La conseguenza principale di questo risultato è che i paesi con un regime di protezione dell’impiego relativamente elevato tendono a specializzarsi in settori relativamente maturi, caratterizzati da una forza lavoro scarsamente qualificata e da bassi tassi di adozione della tecnologia. Questo ci aiuta anche a capire il processo di specializzazione delle economie europee (e di quella italiana in particolare) negli anni più recenti, orientate verso un modello di sviluppo largamente basato su settori tradizionali, caratterizzati da una limitata adozione delle tecnologie più innovative sul posto di lavoro e da innovazioni “secondarie”, cioè tese principalmente a migliorare prodotti già esistenti e non ad introdurne di nuovi.
Abbiamo inoltre verificato che l’effetto negativo dei regimi di protezione dell’impiego è stato più forte a partire dagli anni Novanta e in generale nel caso di paesi più vicini alla frontiera tecnologica e per il settore manifatturiero. Infatti, mentre durante gli anni Settanta e Ottanta il processo di crescita era fortemente guidato dall’adozione o dall’imitazione di tecnologie già ampiamente sperimentate in paesi tecnologicamente più avanzati, durante gli ultimi due decenni la crescita è più strettamente legata all’innovazione diretta e all’adozione di tecnologie più avanzate (come ad esempio le ICT). Poiché tali tecnologie richiedono più che in passato un processo di sperimentazione e di successiva adeguata implementazione, una legislazione del lavoro che preveda un processo di selezione dei lavoratori più flessibile e adeguato a queste esigenze è condizione necessaria per garantire un incremento costante della crescita di lungo periodo.
(1) Si veda ad esempio l’articolo recente di Fabiano Schivardi su lavoce.info, e quello di Marco Leonardi e Giovanni Pica su Noisefromamerika ().
(2) Ci sono eccezioni rilevanti.

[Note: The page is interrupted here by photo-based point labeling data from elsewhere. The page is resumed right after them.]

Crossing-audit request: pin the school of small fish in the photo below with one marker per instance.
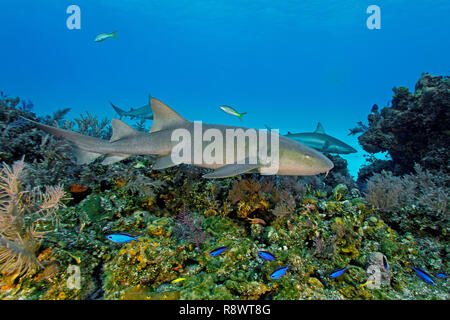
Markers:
(281, 271)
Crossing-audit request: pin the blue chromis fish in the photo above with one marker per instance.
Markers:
(178, 280)
(233, 112)
(425, 276)
(279, 272)
(338, 272)
(104, 36)
(266, 255)
(122, 237)
(217, 251)
(385, 263)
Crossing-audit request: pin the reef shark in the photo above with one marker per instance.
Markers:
(293, 158)
(144, 112)
(320, 141)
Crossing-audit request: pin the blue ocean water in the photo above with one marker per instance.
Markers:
(289, 64)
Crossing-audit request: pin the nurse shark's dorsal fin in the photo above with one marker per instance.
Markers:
(319, 129)
(164, 117)
(121, 130)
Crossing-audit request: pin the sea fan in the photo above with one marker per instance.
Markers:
(19, 213)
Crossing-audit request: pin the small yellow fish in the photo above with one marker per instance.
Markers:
(104, 36)
(139, 165)
(178, 280)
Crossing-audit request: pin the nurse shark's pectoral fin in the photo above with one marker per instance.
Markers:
(164, 162)
(232, 170)
(84, 157)
(114, 158)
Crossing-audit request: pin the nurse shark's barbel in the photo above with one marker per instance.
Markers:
(294, 158)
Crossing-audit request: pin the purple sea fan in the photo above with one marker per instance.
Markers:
(189, 228)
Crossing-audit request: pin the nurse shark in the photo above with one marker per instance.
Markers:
(293, 158)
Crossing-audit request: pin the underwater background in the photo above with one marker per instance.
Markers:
(287, 64)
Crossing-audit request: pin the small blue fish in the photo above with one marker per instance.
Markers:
(385, 263)
(122, 237)
(424, 276)
(279, 272)
(217, 251)
(266, 255)
(338, 272)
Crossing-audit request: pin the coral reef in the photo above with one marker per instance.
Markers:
(415, 128)
(314, 224)
(22, 214)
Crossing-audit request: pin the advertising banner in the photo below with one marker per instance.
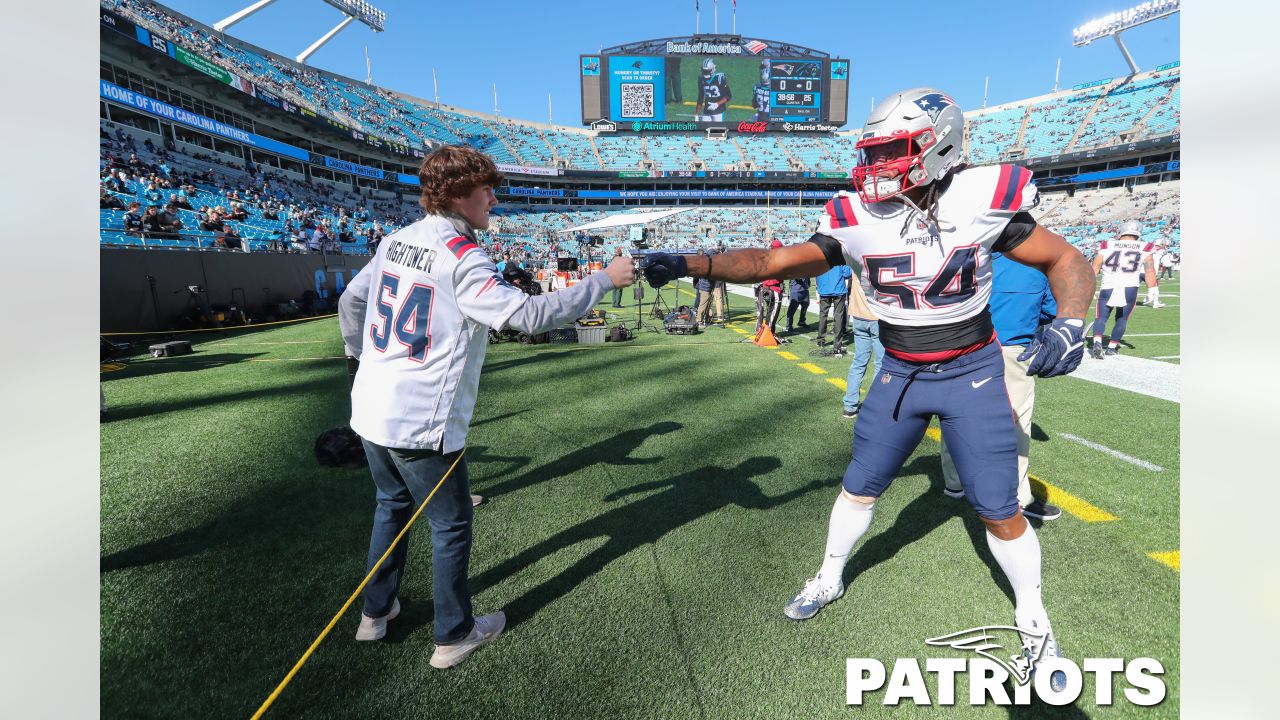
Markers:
(201, 64)
(691, 194)
(522, 171)
(112, 91)
(636, 89)
(362, 171)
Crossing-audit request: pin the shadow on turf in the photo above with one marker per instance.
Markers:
(613, 451)
(922, 516)
(131, 411)
(672, 504)
(182, 364)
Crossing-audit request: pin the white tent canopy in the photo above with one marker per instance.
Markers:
(624, 219)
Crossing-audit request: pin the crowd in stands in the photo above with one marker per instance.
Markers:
(163, 196)
(1116, 112)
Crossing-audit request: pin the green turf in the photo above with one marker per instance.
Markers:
(652, 506)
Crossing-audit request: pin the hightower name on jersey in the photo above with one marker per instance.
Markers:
(410, 255)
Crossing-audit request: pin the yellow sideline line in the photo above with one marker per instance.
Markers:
(328, 628)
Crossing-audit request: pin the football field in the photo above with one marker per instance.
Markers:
(652, 505)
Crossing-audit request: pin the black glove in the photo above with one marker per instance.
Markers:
(661, 268)
(1057, 350)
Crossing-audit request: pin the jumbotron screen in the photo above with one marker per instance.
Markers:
(739, 92)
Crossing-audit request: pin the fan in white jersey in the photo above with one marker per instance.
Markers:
(417, 317)
(919, 232)
(1121, 263)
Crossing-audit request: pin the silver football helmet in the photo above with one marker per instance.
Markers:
(1129, 227)
(912, 139)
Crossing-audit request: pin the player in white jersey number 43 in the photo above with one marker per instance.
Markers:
(919, 233)
(1121, 261)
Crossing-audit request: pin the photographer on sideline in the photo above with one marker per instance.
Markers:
(434, 295)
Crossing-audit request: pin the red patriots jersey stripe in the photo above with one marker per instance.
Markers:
(841, 212)
(460, 246)
(1009, 187)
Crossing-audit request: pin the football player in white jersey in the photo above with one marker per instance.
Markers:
(919, 232)
(1120, 263)
(417, 317)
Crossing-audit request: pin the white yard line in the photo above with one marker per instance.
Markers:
(1143, 376)
(1115, 454)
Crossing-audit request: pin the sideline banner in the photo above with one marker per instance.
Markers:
(112, 91)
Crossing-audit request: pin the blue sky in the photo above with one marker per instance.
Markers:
(531, 48)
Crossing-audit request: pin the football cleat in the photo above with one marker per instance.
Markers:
(1057, 680)
(1042, 510)
(812, 598)
(485, 630)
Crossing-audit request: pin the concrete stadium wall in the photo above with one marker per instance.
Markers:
(266, 279)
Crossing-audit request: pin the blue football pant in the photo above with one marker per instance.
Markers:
(1022, 396)
(968, 396)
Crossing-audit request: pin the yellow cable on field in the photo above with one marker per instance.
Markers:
(324, 633)
(224, 329)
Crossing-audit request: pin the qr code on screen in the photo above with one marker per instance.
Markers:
(636, 100)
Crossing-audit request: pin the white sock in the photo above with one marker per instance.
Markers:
(1020, 560)
(849, 522)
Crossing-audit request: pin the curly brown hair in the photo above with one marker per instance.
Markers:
(453, 172)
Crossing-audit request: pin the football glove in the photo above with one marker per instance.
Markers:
(661, 268)
(1057, 350)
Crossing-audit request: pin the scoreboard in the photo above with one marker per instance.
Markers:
(705, 82)
(795, 91)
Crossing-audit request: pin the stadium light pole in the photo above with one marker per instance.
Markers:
(302, 59)
(220, 26)
(1116, 23)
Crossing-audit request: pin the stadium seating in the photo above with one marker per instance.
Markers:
(1052, 123)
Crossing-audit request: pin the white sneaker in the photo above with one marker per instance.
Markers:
(375, 628)
(813, 597)
(487, 629)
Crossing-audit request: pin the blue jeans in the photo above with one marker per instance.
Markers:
(403, 479)
(865, 345)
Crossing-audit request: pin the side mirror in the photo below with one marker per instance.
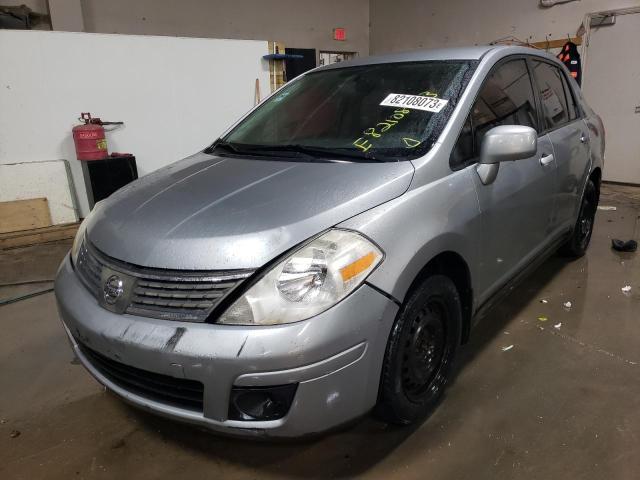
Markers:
(507, 143)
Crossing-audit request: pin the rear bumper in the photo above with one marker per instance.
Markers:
(335, 358)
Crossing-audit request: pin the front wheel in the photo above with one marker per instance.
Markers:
(420, 351)
(578, 243)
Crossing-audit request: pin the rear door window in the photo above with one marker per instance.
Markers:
(555, 108)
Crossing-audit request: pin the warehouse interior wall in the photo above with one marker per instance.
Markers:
(168, 92)
(296, 23)
(415, 24)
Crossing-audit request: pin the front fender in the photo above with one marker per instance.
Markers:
(441, 216)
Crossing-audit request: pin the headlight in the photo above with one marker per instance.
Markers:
(308, 282)
(77, 242)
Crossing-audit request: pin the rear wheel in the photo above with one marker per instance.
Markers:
(420, 352)
(578, 243)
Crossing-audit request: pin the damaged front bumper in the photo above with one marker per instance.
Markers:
(334, 360)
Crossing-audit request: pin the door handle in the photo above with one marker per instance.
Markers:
(546, 160)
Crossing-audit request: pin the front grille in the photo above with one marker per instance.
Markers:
(172, 391)
(158, 293)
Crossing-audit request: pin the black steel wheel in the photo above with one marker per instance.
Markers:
(420, 351)
(578, 243)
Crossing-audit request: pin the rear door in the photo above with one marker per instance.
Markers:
(516, 207)
(563, 123)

Vedi ad esempio Bassanini A., Nunziata, L. and Venn D. (2009), “Job Protection Legislation and Productivity Growth in OECD Countries”, Economic Policy, vol. 24 (April), pp. 349-402; e Cingano, F. Leonardi, M. Messina, J. and Pica G. (2010), “The effects of employment protection legislation and financial market imperfections on investment: evidence from a firm-level panel of EU countries”, Economic Policy, vol. 25(January), pp. 117-163.
(3) Conti, M. and Sulis, G. (2010), “Human Capital, Employment Protection and Growth in Europe”, Working Paper CRENoS 10-28.
(4)Nel paper mostriamo come questo risultato possa essere derivato incorporando degli elementi di progresso tecnico orientato verso il lavoro qualificato in un semplice modello di capitale umano e adozione di tecnologia.